Today, she attends a secondary school and mentors younger girls. “If I had been married”, she says, “I would be washing dishes. Now, I will finish my SSC and become a nurse.”


Policy Alignment and the National Push

The Government of Bangladesh has committed to eliminating child marriage by 2041, with interim goals of reducing it by one-third by 2025. Key strategies include:

  • Updating the Child Marriage Restraint Act (2017)
  • Running the Adolescent Empowerment Program in 20 districts
  • Promoting gender-sensitive curricula

Yet without community-level enforcement and support systems, national plans risk falling short.

Save Earth Society's model complements national policy by addressing the local moral economy—where laws are often superseded by tradition.
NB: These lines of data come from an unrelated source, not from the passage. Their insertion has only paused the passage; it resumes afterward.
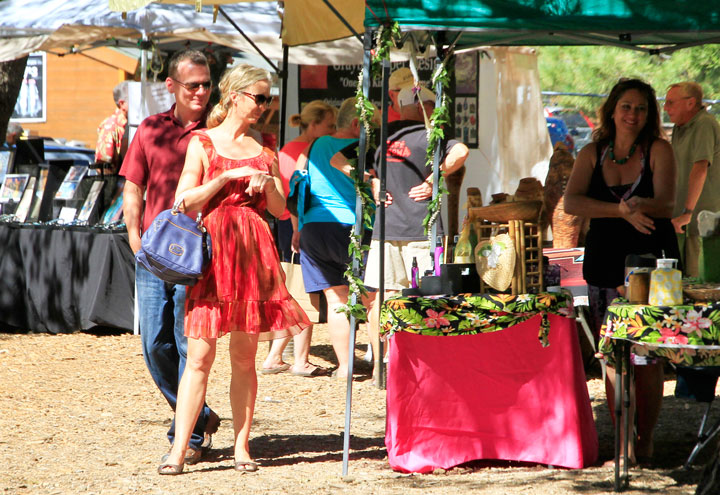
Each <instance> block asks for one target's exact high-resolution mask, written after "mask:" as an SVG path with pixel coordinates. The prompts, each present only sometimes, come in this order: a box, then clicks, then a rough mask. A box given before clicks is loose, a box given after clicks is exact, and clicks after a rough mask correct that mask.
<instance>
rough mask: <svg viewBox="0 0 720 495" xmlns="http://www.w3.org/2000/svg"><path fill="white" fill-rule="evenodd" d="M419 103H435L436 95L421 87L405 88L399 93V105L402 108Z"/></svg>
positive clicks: (398, 100) (431, 91) (398, 102)
mask: <svg viewBox="0 0 720 495" xmlns="http://www.w3.org/2000/svg"><path fill="white" fill-rule="evenodd" d="M418 101H422V102H425V101H432V102H433V103H435V93H433V92H432V91H430V90H429V89H427V88H425V87H423V86H420V88H403V89H401V90H400V93H398V104H399V105H400V106H401V107H405V106H409V105H414V104H415V103H416V102H418Z"/></svg>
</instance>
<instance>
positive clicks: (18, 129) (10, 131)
mask: <svg viewBox="0 0 720 495" xmlns="http://www.w3.org/2000/svg"><path fill="white" fill-rule="evenodd" d="M22 132H23V128H22V126H21V125H20V124H18V123H17V122H10V123H9V124H8V130H7V134H17V135H18V136H19V135H20V134H22Z"/></svg>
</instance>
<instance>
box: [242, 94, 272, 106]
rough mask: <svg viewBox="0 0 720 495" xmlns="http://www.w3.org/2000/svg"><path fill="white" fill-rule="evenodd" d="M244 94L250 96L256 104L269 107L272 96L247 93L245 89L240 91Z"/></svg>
mask: <svg viewBox="0 0 720 495" xmlns="http://www.w3.org/2000/svg"><path fill="white" fill-rule="evenodd" d="M240 92H241V93H242V94H244V95H245V96H247V97H249V98H252V99H253V101H254V102H255V104H256V105H257V106H260V105H265V106H266V107H269V106H270V104H271V103H272V96H265V95H256V94H253V93H248V92H247V91H240Z"/></svg>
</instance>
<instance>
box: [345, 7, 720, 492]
mask: <svg viewBox="0 0 720 495" xmlns="http://www.w3.org/2000/svg"><path fill="white" fill-rule="evenodd" d="M365 6H366V8H365V23H364V25H365V45H364V47H365V63H364V81H368V80H369V79H370V52H371V50H372V49H374V47H373V46H372V43H371V42H370V40H372V39H373V37H374V34H375V32H376V31H377V30H378V28H380V27H381V26H387V25H389V24H390V23H393V22H397V23H398V25H399V27H400V30H401V31H402V32H403V33H404V35H403V40H407V39H408V37H411V38H412V39H413V40H414V42H415V43H416V44H418V45H427V44H433V45H434V46H435V48H436V53H437V54H439V55H443V54H444V53H445V52H446V51H448V50H449V51H452V50H453V49H455V50H458V49H469V48H474V47H481V46H493V45H500V46H503V45H505V46H509V45H513V46H527V45H535V46H537V45H605V46H618V47H623V48H628V49H632V50H638V51H642V52H645V53H648V54H660V53H671V52H673V51H675V50H678V49H681V48H685V47H690V46H697V45H702V44H708V43H718V42H720V3H719V2H704V3H698V2H695V1H690V0H680V1H677V0H632V1H631V0H455V1H454V2H447V1H444V0H366V1H365ZM437 62H438V63H442V60H441V59H440V58H438V59H437ZM383 71H384V74H383V89H382V92H383V94H387V76H388V74H387V72H388V71H389V64H386V65H385V67H384V69H383ZM364 91H365V94H366V96H367V95H368V85H367V84H366V87H365V88H364ZM441 91H442V87H441V86H440V85H439V84H438V86H437V87H436V93H437V97H438V102H440V100H441ZM386 105H387V103H386V101H385V100H384V101H383V109H382V112H383V115H384V117H385V118H386V115H387V112H386V108H385V107H386ZM384 126H385V122H383V127H384ZM360 142H361V147H364V143H365V142H366V139H365V136H364V135H361V138H360ZM381 146H383V147H385V146H386V143H385V136H383V138H381ZM437 155H438V153H436V156H437ZM359 156H360V157H361V158H360V160H359V164H358V167H359V169H360V173H362V171H363V170H364V168H365V164H364V159H363V157H364V153H360V154H359ZM380 156H385V152H384V150H383V151H382V152H381V155H380ZM383 165H384V164H381V167H380V168H381V170H382V167H383ZM380 173H381V181H382V174H383V172H382V171H381V172H380ZM438 175H439V163H438V160H437V159H436V160H435V163H434V177H435V180H434V181H433V182H434V186H433V187H434V191H433V192H434V196H436V195H437V184H438V180H437V178H438ZM381 197H384V190H381ZM360 208H361V206H360V205H359V201H358V207H357V210H358V212H359V211H360ZM382 210H383V208H382V206H381V207H380V208H379V214H380V215H382V213H381V212H382ZM357 218H358V219H360V218H361V215H360V214H358V215H357ZM434 228H435V227H433V232H432V234H431V237H430V238H431V239H433V240H436V239H437V237H436V236H435V231H434ZM361 229H362V225H361V221H360V220H358V221H357V223H356V226H355V232H356V233H358V232H360V231H361ZM381 229H382V227H381ZM381 235H382V234H381ZM380 252H381V253H382V252H383V249H380ZM381 258H382V254H381ZM356 265H357V263H356ZM380 266H381V270H382V266H383V261H382V259H381V262H380ZM355 268H356V269H357V268H358V267H357V266H356V267H355ZM356 273H357V271H356ZM380 280H381V284H382V280H383V277H380ZM382 291H383V287H381V288H380V294H381V295H382ZM355 302H356V301H355V300H353V301H352V303H353V304H354V303H355ZM378 303H379V302H378ZM350 327H351V332H353V334H352V335H351V342H353V341H354V328H355V325H354V321H352V320H351V325H350ZM351 366H352V360H351ZM619 396H620V395H619V394H618V398H619ZM350 401H351V384H350V383H349V384H348V394H347V405H346V423H345V438H344V450H343V474H344V475H345V474H347V464H348V451H349V431H350ZM625 421H626V428H627V418H625ZM618 423H619V422H618ZM618 427H619V424H618ZM626 431H627V430H626ZM616 438H619V435H616ZM617 448H619V440H616V449H617ZM624 478H625V479H626V480H627V462H625V465H624ZM615 481H616V488H617V487H619V484H620V483H619V482H620V479H619V466H618V464H617V463H616V468H615Z"/></svg>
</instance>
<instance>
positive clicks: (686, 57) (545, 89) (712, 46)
mask: <svg viewBox="0 0 720 495" xmlns="http://www.w3.org/2000/svg"><path fill="white" fill-rule="evenodd" d="M537 50H538V68H539V71H540V87H541V89H542V90H543V91H557V92H573V93H591V94H598V95H606V94H607V93H608V92H609V91H610V88H612V86H613V85H614V84H615V83H616V82H617V81H618V79H620V78H621V77H637V78H640V79H643V80H645V81H646V82H648V83H649V84H650V85H652V87H653V88H655V91H656V93H657V95H658V97H664V96H665V93H666V90H667V87H668V86H669V85H670V84H672V83H675V82H680V81H695V82H698V83H700V84H701V85H702V87H703V91H704V93H705V98H707V99H713V100H714V99H720V57H718V54H719V53H720V45H704V46H698V47H692V48H685V49H682V50H678V51H676V52H674V53H672V54H670V55H662V54H661V55H648V54H646V53H643V52H638V51H635V50H628V49H624V48H616V47H606V46H543V47H538V48H537ZM602 101H603V98H602V97H586V96H558V97H552V98H549V99H548V100H547V103H549V104H554V105H560V106H568V107H577V108H580V109H581V110H583V111H584V112H585V113H587V114H588V115H591V116H593V117H594V116H595V115H596V113H597V108H598V107H599V106H600V104H602Z"/></svg>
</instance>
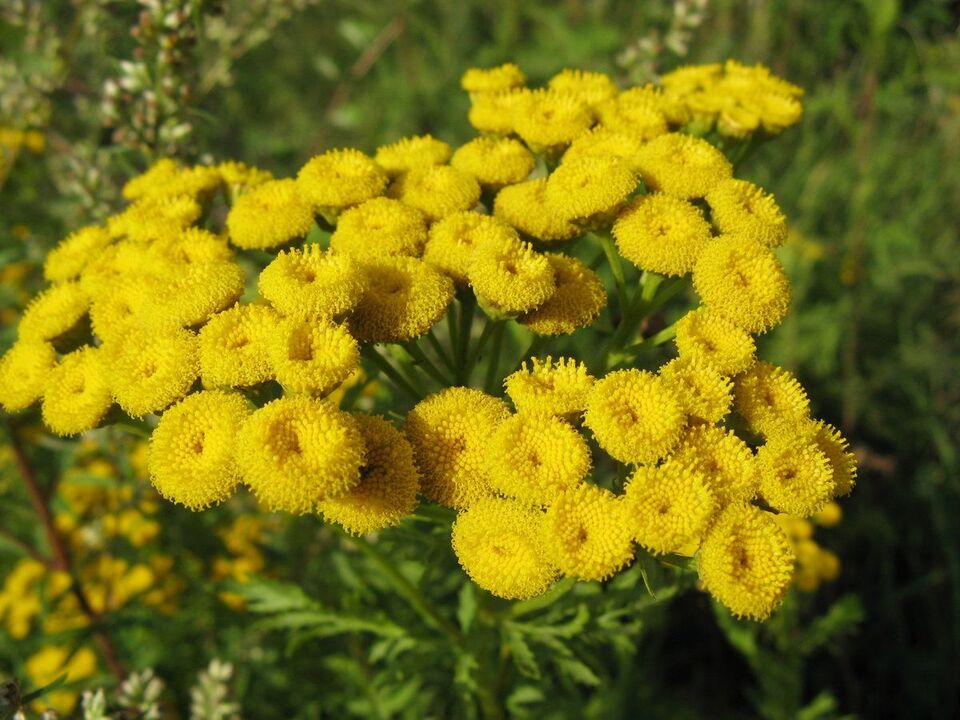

Recommendations for Scaling Impact

Based on their findings and field experience, Save Earth Society advocates for:

  • Conditional Cash Transfers: Link family subsidies to girls staying in school
  • Safe Study Spaces: Offer evening classes for girls with daytime household duties
  • Mobile Counseling Units: Deploy teams to intervene in imminent marriages
  • Scholarships tied to environmental action: Reward girls for participating in eco-initiatives with tuition support

A Generation in the Balance

Child marriage is not simply a personal tragedy—it is a national development crisis. Each girl lost to early marriage is a lost teacher, nurse, leader, or innovator. And in a world facing climate breakdown, gender-based inequality only amplifies our vulnerabilities.

But change is possible.

Save Earth Society shows that by working with—not against—local customs and by investing in girls, we can create networks of resistance and resilience.

As Suriya, the mother of a 14-year-old girl saved from early marriage, put it:

“We used to think a girl must marry to be safe. Now we think: let her study. Let her grow.”


📚 References (APA Style)

Human Rights Watch. (2020). No Way Out: Child Marriage and Human Rights Abuses in Bangladesh. Retrieved from https://www.hrw.org

Plan International. (2021). Real Choices, Real Lives: Girls' Education and Early Marriage. Retrieved from https://plan-international.org

Save Earth Society. (2024). Girls Grow Green Program Report. Internal Publication, Cumilla, Bangladesh.

UNICEF. (2022). Child Marriage Country Profile: Bangladesh. Retrieved from https://www.unicef.org/bangladesh

Bangladesh Ministry of Women and Children Affairs. (2023). National Strategy to End Child Marriage in Bangladesh (2021–2041).